***
Sontak selir su dan yang lain nya menoleh ke arah suara itu berasal.
***
Mereka bisa melihat jelas seorang pria tampan berpakaian serba hitam sedang rebahan di atas batu besar dengan posisi miring, dan menopang kepala'nya dengan satu tangan dan yang satu'nya lagi memegang 1 buah apel.
"Sudahlah tidak perlu ada pertumpahan darah lagi, serahkan saja gadis muda itu padaku dengan begitu kalian akan selamat" ,,, kata si pria tampan itu yang tidak lain dia adalah tuan muda chu.
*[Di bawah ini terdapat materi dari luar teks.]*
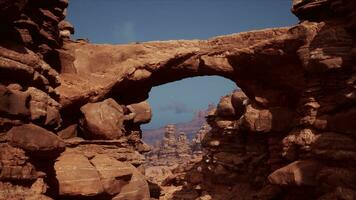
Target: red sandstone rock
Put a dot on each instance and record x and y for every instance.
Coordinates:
(35, 140)
(103, 120)
(77, 176)
(298, 173)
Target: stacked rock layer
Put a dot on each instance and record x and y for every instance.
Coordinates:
(291, 137)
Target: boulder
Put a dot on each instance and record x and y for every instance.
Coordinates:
(142, 112)
(102, 120)
(225, 107)
(77, 176)
(238, 100)
(35, 140)
(14, 102)
(113, 173)
(257, 120)
(136, 189)
(298, 173)
(69, 132)
(15, 165)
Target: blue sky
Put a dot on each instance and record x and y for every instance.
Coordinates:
(125, 21)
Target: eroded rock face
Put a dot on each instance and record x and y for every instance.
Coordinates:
(103, 120)
(35, 140)
(300, 84)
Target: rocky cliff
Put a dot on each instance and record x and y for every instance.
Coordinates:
(71, 110)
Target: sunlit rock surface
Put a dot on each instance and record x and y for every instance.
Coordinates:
(291, 136)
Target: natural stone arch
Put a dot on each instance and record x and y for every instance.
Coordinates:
(257, 61)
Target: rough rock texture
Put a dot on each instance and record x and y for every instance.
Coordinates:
(103, 120)
(300, 84)
(151, 136)
(171, 158)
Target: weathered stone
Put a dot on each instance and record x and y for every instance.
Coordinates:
(69, 132)
(103, 120)
(225, 107)
(14, 102)
(113, 174)
(298, 173)
(142, 112)
(77, 176)
(15, 165)
(35, 140)
(136, 189)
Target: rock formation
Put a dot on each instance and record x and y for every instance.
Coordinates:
(172, 150)
(292, 139)
(150, 136)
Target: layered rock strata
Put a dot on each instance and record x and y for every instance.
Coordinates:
(293, 138)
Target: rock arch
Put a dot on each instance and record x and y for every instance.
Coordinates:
(305, 72)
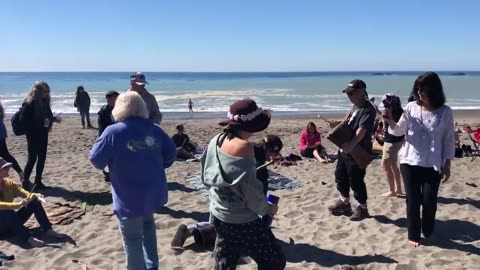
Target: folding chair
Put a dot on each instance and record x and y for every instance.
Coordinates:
(475, 140)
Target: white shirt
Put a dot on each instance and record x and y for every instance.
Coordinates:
(429, 136)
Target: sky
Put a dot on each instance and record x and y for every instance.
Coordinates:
(204, 35)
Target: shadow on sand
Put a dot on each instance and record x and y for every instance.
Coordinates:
(448, 233)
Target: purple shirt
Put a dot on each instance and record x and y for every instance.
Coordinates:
(137, 153)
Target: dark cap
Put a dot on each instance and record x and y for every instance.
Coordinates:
(355, 85)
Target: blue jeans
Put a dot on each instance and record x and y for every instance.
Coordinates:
(85, 113)
(139, 242)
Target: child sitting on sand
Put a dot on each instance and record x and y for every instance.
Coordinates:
(311, 144)
(12, 221)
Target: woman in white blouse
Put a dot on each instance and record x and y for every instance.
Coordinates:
(427, 124)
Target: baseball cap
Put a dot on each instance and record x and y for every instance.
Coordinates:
(355, 85)
(138, 78)
(4, 164)
(112, 93)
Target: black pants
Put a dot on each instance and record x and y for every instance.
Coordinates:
(37, 153)
(421, 186)
(7, 157)
(254, 239)
(12, 222)
(349, 175)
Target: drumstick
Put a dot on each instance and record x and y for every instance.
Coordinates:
(265, 165)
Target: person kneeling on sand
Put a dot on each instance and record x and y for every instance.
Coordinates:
(311, 144)
(267, 151)
(12, 221)
(237, 202)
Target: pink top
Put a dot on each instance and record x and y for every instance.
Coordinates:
(310, 140)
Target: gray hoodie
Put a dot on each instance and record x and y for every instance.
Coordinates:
(236, 196)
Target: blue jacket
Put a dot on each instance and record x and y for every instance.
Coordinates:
(137, 153)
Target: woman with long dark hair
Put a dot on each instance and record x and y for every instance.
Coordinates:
(37, 118)
(82, 103)
(311, 144)
(425, 156)
(237, 201)
(4, 153)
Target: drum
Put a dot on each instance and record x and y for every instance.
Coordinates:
(343, 133)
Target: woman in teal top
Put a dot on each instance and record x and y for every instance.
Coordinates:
(237, 202)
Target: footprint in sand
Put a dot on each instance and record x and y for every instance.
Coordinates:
(338, 236)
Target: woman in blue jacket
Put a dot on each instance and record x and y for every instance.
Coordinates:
(137, 152)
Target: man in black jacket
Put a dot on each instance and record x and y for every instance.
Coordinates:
(105, 118)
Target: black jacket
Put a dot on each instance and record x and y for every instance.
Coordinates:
(34, 116)
(82, 101)
(105, 118)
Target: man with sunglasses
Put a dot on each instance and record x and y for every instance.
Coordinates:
(137, 84)
(348, 175)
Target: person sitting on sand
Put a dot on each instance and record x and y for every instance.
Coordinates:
(11, 220)
(426, 154)
(185, 149)
(311, 144)
(391, 146)
(137, 151)
(237, 202)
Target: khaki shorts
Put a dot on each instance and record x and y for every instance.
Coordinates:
(390, 152)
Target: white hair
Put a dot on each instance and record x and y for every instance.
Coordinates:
(129, 104)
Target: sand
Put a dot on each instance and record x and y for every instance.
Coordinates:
(312, 238)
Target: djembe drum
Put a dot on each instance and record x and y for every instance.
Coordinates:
(343, 133)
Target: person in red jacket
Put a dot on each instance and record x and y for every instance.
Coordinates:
(311, 144)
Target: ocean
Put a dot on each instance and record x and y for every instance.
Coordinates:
(211, 93)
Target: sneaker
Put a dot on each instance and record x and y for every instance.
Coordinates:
(26, 185)
(39, 186)
(341, 208)
(360, 213)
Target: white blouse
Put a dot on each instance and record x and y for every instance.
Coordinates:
(429, 136)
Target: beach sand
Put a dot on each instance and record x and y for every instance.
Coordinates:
(311, 237)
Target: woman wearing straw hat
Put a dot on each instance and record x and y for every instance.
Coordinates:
(237, 202)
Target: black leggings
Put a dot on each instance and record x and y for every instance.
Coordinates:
(254, 239)
(37, 153)
(7, 157)
(421, 186)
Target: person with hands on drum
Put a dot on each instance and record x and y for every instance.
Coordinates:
(348, 174)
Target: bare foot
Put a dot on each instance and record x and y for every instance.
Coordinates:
(388, 194)
(413, 243)
(54, 234)
(34, 242)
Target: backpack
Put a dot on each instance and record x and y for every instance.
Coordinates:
(17, 125)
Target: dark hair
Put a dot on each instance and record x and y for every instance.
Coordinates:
(78, 89)
(430, 85)
(311, 124)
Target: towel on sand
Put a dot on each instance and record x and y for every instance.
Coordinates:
(58, 214)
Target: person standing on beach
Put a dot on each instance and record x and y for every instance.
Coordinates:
(4, 153)
(137, 152)
(137, 84)
(190, 106)
(348, 175)
(237, 202)
(391, 146)
(37, 118)
(82, 103)
(426, 154)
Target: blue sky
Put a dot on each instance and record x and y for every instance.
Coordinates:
(203, 35)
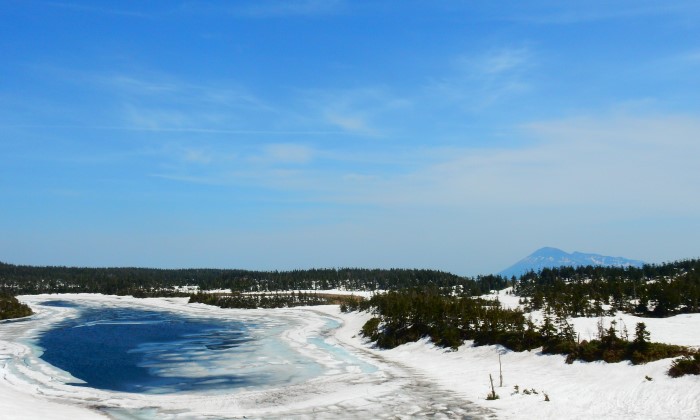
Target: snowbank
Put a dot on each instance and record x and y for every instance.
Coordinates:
(359, 381)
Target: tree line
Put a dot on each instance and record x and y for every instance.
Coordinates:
(409, 315)
(269, 300)
(19, 279)
(10, 307)
(650, 291)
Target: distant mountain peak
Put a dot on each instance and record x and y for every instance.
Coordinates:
(550, 257)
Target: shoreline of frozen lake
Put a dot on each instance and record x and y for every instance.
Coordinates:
(354, 383)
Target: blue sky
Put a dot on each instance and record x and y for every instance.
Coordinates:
(452, 135)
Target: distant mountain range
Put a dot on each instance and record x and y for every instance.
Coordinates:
(552, 257)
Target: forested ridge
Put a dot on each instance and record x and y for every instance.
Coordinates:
(652, 291)
(19, 279)
(10, 307)
(409, 315)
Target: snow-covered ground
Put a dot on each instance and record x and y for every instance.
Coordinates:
(413, 380)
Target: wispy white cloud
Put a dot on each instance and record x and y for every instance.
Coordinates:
(477, 81)
(283, 153)
(363, 111)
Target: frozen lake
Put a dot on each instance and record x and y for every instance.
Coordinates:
(154, 351)
(91, 356)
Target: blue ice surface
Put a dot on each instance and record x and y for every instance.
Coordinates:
(338, 352)
(158, 352)
(132, 350)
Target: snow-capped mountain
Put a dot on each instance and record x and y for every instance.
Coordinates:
(552, 257)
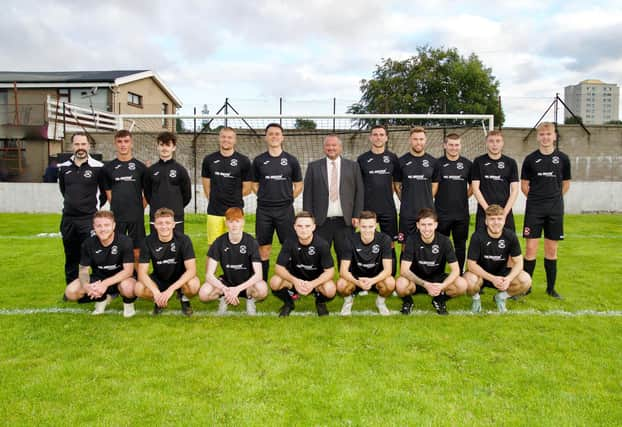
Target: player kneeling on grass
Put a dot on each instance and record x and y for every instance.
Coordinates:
(238, 255)
(366, 265)
(111, 260)
(304, 266)
(174, 265)
(424, 258)
(491, 253)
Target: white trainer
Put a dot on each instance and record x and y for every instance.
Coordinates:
(346, 308)
(222, 305)
(382, 307)
(251, 308)
(100, 306)
(128, 309)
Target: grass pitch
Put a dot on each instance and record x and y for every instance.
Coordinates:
(545, 363)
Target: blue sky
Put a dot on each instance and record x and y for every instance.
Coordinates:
(309, 52)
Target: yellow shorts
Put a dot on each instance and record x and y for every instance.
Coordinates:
(215, 228)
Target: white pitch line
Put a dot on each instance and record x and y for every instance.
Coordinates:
(365, 313)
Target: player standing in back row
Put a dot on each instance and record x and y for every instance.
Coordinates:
(416, 189)
(167, 183)
(494, 181)
(123, 183)
(545, 178)
(452, 198)
(226, 176)
(277, 181)
(380, 169)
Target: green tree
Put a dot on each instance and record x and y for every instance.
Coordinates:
(305, 124)
(434, 81)
(573, 120)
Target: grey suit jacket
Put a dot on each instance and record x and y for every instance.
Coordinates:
(315, 194)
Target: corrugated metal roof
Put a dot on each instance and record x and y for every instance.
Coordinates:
(65, 76)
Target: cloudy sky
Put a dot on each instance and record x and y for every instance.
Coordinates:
(311, 51)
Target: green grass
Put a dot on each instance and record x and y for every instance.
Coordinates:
(534, 368)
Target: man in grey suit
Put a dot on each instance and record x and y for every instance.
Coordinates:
(333, 192)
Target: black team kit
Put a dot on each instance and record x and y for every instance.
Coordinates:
(125, 180)
(416, 175)
(545, 204)
(306, 262)
(83, 194)
(236, 260)
(452, 202)
(167, 185)
(226, 175)
(275, 198)
(106, 261)
(495, 177)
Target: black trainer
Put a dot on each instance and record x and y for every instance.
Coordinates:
(440, 305)
(287, 308)
(186, 308)
(321, 308)
(407, 308)
(553, 293)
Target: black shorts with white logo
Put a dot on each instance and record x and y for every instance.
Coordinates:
(270, 219)
(534, 223)
(242, 294)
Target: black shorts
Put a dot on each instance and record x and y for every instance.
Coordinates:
(408, 226)
(504, 272)
(270, 219)
(388, 224)
(242, 294)
(162, 285)
(480, 220)
(553, 226)
(135, 230)
(459, 228)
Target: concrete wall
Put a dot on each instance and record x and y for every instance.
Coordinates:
(583, 197)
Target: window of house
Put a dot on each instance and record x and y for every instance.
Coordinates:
(134, 99)
(164, 110)
(63, 96)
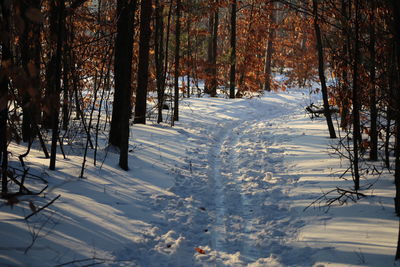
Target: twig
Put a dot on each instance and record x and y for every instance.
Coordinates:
(42, 208)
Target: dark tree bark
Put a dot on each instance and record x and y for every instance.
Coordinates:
(356, 100)
(4, 81)
(30, 59)
(177, 59)
(268, 53)
(159, 57)
(214, 79)
(395, 7)
(232, 76)
(344, 89)
(119, 132)
(55, 92)
(143, 67)
(321, 72)
(373, 155)
(211, 86)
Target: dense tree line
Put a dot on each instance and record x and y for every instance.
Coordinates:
(64, 61)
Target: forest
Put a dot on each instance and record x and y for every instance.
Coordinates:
(80, 80)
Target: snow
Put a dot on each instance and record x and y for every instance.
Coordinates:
(227, 186)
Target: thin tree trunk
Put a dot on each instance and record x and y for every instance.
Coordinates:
(356, 101)
(159, 57)
(143, 66)
(321, 72)
(232, 76)
(177, 58)
(4, 81)
(57, 86)
(374, 113)
(269, 52)
(345, 89)
(214, 79)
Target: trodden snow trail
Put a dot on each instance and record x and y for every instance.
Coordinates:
(243, 187)
(230, 204)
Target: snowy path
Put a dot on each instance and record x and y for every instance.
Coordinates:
(225, 187)
(247, 195)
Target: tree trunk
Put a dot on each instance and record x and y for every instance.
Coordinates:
(55, 93)
(356, 101)
(214, 79)
(159, 57)
(232, 76)
(373, 155)
(119, 132)
(30, 59)
(321, 71)
(4, 81)
(177, 58)
(269, 52)
(344, 89)
(143, 66)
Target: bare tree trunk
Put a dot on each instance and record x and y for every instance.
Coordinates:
(373, 155)
(177, 58)
(232, 76)
(321, 71)
(143, 67)
(214, 81)
(4, 81)
(356, 101)
(55, 94)
(30, 57)
(269, 52)
(119, 132)
(159, 57)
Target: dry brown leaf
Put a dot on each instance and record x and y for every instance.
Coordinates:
(34, 15)
(201, 251)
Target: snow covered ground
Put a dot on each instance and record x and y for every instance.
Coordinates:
(226, 187)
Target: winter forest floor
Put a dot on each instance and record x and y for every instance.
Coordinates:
(227, 186)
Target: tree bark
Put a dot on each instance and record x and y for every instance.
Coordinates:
(232, 76)
(321, 72)
(55, 93)
(119, 132)
(159, 57)
(143, 66)
(356, 101)
(269, 52)
(214, 79)
(4, 81)
(177, 58)
(373, 155)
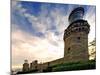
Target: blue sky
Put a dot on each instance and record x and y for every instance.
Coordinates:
(37, 30)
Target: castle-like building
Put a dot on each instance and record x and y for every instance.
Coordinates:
(75, 42)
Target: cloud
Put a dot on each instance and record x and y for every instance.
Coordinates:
(40, 37)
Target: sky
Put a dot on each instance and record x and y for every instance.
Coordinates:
(38, 28)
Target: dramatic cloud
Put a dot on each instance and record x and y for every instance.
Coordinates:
(38, 28)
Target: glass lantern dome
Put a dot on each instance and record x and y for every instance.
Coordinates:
(76, 14)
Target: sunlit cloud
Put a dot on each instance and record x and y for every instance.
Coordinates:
(37, 34)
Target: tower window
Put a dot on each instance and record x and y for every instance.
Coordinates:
(78, 38)
(68, 49)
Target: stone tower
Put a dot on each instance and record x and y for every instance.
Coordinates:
(76, 37)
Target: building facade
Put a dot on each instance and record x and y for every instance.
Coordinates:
(75, 41)
(76, 37)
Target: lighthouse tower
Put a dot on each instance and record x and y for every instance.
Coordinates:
(76, 37)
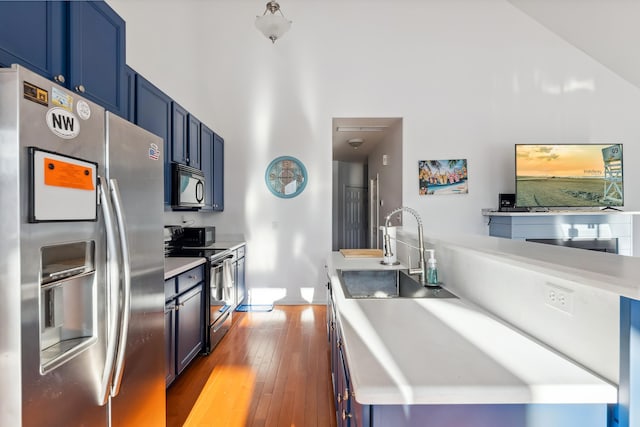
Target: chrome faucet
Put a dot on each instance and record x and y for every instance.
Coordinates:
(422, 265)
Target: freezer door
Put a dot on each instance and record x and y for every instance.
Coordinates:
(136, 164)
(66, 394)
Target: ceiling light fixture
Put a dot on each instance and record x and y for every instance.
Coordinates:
(272, 25)
(355, 142)
(361, 128)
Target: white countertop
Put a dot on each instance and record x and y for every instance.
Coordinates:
(176, 265)
(613, 273)
(448, 351)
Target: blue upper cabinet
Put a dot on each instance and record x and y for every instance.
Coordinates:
(153, 113)
(179, 147)
(194, 142)
(213, 168)
(79, 44)
(206, 151)
(33, 34)
(218, 173)
(97, 54)
(130, 89)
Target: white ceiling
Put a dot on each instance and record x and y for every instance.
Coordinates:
(342, 151)
(606, 30)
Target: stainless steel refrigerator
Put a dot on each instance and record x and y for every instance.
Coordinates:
(81, 261)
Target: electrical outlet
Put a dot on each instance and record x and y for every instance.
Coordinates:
(558, 297)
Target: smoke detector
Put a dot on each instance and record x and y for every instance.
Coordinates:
(355, 142)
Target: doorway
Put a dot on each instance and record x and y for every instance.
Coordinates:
(367, 178)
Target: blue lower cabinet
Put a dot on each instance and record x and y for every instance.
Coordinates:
(189, 326)
(170, 342)
(627, 414)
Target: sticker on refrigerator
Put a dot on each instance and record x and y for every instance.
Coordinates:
(83, 110)
(154, 151)
(35, 94)
(63, 123)
(61, 99)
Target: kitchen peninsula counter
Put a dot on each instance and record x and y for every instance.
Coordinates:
(449, 351)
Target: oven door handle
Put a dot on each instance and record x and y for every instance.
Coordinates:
(219, 262)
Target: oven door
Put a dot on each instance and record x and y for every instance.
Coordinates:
(222, 287)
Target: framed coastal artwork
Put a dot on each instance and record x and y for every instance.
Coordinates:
(436, 177)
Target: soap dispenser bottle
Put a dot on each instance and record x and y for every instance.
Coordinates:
(432, 269)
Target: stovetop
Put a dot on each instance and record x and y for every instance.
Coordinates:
(211, 254)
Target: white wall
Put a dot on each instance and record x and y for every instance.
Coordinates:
(390, 176)
(469, 78)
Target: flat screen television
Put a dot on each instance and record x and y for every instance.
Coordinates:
(569, 175)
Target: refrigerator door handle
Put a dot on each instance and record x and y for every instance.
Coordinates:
(112, 293)
(126, 291)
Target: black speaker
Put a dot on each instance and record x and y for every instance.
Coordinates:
(506, 201)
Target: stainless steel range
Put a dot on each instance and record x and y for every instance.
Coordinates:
(221, 292)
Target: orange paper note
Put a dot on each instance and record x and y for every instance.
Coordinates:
(62, 174)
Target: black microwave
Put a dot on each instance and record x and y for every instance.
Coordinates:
(198, 236)
(188, 187)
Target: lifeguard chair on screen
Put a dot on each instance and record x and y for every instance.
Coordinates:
(612, 157)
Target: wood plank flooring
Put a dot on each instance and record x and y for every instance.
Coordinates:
(271, 369)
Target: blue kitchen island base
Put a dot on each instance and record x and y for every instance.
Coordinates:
(531, 415)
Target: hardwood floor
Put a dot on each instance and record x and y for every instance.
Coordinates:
(271, 369)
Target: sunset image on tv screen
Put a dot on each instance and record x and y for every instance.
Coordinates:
(569, 175)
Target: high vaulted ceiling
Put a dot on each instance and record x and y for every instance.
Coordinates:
(606, 30)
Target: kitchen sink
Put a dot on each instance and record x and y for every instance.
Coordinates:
(380, 284)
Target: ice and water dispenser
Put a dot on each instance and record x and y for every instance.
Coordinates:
(67, 302)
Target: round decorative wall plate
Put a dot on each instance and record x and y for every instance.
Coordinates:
(286, 177)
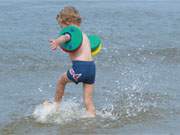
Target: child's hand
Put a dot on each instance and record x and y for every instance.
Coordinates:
(54, 44)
"Tsk... sial... ah-B, ah-D cepat kalian bawa pergi putriku, ingat jangan sampai terjadi sesuatu pada putriku, aku akan melawan'nya untuk mengulur waktu" ,,, kata selir su.
Walaupun dia tidak terlalu yakin bisa menahan'nya berapa lama, karna tingkat kultivasi selir su hanya di tingkat alam bumi level 2, Tentu an-xue tidak setuju dengan keputusan ibunya.
"Tidak bisa ibu! sebaiknya aku ikut saja dengan'nya agar tidak ada pertumpahan darah lagi" ,,, putri an-xue menolak keras tekad ibunya.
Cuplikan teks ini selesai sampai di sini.